Canterbury Tales - Geoffrey Chaucer I read part of this in early 2020, but I was thrown off track by the pandemic, and finally got back to it late last year. Original Middle English, but this version has footnotes at the bottom of each page for many unfamiliar words and expressions, and a huge glossary in the back. So with time and inclination, it is doable. But it took me 4 months to finish. Some tales are very funny, and some are otherwise entertaining, but others are very boring. “This is th’effect: ther is namoore to seye.”
I liked the Miller’s Tale… “The miller pauseth foar to barffe. Uponne the grounde his pukke estraffe.” If you look closely, that’s the couplet Chaucer is pointing at on the cover.
Truth Matters by Paul P. George and Cornel West. The book is a series of dialogues between George and West. George is a liberal, West is a leftist. Looks like an interesting read.
More pulpy goodness from Hard Case Crime, Jack Clark's Nobody's Angel. Follows old school 'hack' Eddie Miles as he navigates the streets of Chicago, whilst two killers are terrorizing the streets. One of which is targetting streetwalkers, the other cab drivers. Book publicity campaign seemed to have been in love with Clark's story - he originally self-published the book and sold it to his fares from the front of his cab - which is admittedly a mental image that captures the imagination.
The Christian World Liberation Front: The Jesus Movement's Model of Revival and Social Reform for the Postmodern Church a book which really doesn't touch on the subtitle's topic all that much, and is mostly a history/oral history of the "Jesus People" movement as it manifested in and around the University of California - Berkeley, starting in the mid-60s as part of a the Free Speech Movement.
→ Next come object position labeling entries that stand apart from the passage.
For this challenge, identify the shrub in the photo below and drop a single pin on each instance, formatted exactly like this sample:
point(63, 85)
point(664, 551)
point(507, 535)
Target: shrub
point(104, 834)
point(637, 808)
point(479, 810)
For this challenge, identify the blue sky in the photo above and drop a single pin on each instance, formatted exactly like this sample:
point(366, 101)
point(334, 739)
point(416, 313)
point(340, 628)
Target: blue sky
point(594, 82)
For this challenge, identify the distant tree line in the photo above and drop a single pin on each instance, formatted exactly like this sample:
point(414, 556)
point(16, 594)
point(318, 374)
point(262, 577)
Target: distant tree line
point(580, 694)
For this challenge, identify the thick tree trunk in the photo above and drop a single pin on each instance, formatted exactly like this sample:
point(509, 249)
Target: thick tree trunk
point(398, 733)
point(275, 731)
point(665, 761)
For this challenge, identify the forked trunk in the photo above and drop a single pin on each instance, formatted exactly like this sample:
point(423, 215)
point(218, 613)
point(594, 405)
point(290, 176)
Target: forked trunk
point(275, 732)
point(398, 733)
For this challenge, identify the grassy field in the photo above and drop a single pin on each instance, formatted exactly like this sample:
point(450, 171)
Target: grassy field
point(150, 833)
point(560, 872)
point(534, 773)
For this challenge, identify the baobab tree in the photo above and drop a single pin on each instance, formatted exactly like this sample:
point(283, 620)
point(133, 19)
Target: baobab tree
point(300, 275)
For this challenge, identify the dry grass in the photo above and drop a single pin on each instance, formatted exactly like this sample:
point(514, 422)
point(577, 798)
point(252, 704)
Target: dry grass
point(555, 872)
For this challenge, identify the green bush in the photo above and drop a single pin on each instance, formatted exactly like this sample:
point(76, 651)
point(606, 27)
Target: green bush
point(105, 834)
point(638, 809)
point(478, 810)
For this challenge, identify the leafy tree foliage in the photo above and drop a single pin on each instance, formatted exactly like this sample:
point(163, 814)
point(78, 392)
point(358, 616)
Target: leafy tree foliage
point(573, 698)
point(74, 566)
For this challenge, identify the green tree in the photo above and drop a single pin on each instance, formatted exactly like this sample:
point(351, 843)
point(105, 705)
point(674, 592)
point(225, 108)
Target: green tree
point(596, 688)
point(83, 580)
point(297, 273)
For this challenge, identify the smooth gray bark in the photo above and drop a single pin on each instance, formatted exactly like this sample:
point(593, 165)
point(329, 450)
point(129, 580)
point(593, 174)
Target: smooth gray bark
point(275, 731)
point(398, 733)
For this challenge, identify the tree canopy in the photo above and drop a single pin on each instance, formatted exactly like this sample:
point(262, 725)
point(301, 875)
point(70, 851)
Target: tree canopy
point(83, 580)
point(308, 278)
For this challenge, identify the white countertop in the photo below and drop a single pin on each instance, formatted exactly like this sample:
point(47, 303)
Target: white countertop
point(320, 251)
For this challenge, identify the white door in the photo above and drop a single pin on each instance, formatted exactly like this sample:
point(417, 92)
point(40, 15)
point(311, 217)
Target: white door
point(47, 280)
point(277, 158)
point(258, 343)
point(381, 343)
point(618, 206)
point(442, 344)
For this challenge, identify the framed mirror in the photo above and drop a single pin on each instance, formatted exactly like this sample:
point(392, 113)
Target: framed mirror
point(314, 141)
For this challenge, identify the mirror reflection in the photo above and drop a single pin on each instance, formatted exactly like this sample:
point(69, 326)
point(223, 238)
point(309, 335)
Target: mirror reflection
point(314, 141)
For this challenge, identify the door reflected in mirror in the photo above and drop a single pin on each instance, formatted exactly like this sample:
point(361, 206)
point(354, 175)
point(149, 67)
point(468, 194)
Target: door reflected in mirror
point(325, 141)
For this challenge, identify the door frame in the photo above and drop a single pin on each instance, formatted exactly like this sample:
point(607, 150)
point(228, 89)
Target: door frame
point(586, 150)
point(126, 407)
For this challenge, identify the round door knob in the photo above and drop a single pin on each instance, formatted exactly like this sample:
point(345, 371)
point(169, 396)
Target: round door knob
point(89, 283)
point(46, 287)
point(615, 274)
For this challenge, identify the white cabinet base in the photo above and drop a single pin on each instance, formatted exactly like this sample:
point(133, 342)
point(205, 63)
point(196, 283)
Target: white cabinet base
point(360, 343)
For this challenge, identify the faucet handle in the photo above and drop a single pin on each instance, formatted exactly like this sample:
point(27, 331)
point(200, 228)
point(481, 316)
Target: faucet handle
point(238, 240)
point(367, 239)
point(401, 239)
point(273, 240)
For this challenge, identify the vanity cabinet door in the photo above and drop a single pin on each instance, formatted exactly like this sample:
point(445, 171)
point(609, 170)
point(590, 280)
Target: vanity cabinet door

I know a bit about the "Jesus People" as it emerged in Southern California, but not much about Berkeley. That the CWLF put out a free weekly newspaper called Right On was not the least bit surprising. That it still exists as Radix Magazine, both print and online, was a bit of a surprise. Pretty much all of the subjects of the book remain Christian and social activists as they are entering into their 80s. The book could have been better ( the Afterword would have been a great Introduction, for example) but hey, it was free on the Dead Nun Bench, and the library will take it to put on the shelf when I'm done with it, so no real complaints.